How to use a two-zone grill and which types of potatoes to use
Setting up your two-zone system is incredibly simple. If you have a propane grill, use only use half of the burners to set up the hot side and a cool side. Using charcoal is a little more technical. If you're using a chimney starter, pour the hot coals out onto one-half of the lower grill grate. If you don't have a chimney starter, pile briquettes on one side of your grill and get them hot. One side of your grill should be piled with white-hot coals, while the other is coal-free.

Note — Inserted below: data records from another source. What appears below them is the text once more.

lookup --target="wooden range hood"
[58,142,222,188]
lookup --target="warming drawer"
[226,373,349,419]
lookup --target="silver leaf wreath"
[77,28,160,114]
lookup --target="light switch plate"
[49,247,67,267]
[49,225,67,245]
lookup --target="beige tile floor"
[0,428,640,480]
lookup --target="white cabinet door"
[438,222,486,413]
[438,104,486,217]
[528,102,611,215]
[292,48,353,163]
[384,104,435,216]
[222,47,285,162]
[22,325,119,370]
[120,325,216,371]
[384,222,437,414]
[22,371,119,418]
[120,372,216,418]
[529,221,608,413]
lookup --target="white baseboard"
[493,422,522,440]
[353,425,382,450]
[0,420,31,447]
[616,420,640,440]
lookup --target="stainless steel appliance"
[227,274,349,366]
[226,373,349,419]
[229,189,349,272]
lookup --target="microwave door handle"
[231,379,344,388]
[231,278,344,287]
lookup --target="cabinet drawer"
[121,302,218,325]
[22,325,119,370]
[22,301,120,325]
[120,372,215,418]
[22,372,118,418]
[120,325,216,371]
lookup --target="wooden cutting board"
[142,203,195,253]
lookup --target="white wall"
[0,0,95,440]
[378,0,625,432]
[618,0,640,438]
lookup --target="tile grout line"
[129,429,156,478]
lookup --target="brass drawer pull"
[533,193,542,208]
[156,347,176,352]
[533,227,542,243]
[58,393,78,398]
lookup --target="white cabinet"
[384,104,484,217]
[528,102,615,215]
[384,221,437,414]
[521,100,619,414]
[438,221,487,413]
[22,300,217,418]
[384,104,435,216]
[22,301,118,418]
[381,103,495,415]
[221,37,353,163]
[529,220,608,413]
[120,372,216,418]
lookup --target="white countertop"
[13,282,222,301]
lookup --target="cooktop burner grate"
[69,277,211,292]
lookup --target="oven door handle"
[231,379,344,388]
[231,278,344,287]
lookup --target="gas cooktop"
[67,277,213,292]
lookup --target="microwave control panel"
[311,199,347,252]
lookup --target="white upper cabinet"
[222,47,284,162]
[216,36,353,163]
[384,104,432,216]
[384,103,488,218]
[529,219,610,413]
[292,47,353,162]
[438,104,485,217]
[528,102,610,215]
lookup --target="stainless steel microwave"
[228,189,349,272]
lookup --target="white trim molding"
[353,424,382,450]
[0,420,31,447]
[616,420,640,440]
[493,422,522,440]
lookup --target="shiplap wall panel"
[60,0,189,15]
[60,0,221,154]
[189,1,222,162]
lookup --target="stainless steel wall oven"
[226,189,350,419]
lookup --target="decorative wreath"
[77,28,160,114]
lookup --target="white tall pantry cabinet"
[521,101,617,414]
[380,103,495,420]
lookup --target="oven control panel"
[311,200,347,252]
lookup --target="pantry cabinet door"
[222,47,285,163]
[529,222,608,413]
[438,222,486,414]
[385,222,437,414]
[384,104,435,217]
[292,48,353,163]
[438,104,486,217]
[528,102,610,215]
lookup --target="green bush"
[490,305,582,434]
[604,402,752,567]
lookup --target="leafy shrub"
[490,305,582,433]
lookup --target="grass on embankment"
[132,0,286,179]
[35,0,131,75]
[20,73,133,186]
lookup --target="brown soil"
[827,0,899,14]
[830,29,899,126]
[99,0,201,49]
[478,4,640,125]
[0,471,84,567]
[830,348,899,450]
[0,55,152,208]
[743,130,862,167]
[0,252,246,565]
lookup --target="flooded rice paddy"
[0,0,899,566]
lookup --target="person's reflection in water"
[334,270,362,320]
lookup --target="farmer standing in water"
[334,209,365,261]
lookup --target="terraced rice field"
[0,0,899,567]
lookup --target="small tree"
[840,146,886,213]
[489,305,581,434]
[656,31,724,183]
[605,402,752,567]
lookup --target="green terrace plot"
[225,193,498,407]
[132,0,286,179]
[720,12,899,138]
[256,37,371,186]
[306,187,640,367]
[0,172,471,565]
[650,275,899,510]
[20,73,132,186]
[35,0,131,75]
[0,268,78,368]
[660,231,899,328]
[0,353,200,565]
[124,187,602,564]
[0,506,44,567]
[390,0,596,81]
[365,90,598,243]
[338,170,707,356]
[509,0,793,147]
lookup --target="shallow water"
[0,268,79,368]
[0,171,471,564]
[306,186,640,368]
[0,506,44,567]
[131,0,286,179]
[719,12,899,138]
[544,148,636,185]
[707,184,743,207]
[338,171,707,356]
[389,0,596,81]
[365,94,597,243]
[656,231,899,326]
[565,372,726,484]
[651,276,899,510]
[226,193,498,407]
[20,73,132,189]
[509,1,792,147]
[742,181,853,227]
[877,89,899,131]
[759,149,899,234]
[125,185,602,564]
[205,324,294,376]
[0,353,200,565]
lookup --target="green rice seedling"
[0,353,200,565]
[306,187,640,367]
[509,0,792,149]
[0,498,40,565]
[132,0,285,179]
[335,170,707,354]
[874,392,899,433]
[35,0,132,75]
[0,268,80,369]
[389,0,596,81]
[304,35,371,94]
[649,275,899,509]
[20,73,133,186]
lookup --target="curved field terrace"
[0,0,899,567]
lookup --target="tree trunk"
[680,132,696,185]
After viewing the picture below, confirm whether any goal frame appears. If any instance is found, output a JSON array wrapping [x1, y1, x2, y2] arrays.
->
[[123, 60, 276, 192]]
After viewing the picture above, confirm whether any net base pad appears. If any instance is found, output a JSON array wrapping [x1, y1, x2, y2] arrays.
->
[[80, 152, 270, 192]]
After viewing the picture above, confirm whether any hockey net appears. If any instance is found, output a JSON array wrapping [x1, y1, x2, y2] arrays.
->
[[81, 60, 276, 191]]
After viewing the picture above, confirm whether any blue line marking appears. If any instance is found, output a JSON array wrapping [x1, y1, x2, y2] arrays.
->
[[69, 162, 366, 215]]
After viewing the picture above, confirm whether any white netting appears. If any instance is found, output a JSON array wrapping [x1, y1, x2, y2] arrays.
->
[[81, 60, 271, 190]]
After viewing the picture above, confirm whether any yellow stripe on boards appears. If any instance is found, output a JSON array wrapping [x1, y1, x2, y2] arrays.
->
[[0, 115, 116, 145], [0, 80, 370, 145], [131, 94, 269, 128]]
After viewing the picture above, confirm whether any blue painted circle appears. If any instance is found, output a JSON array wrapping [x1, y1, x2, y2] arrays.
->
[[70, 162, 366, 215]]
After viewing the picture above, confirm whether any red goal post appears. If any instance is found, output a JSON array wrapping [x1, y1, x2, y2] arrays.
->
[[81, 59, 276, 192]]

You can carefully move over any stray briquettes with your grill tongs.
When it comes to the types of potatoes you should for grilling, Russets are considered the best because they yield large pieces, have thick skins, and have excellent starch content. Fingerling, red, and golden spuds are also excellent options. Whichever you decide to use, prep the tubers for the grill by parboiling them for a few minutes just to get them partially cooked. Season the potatoes how you wish and grill them over direct heat until they get a good char. Once finished, move the spuds over to the indirect side of the grill. This way you can continue cooking in the direct heat zone while the potatoes stay warm without burning anything.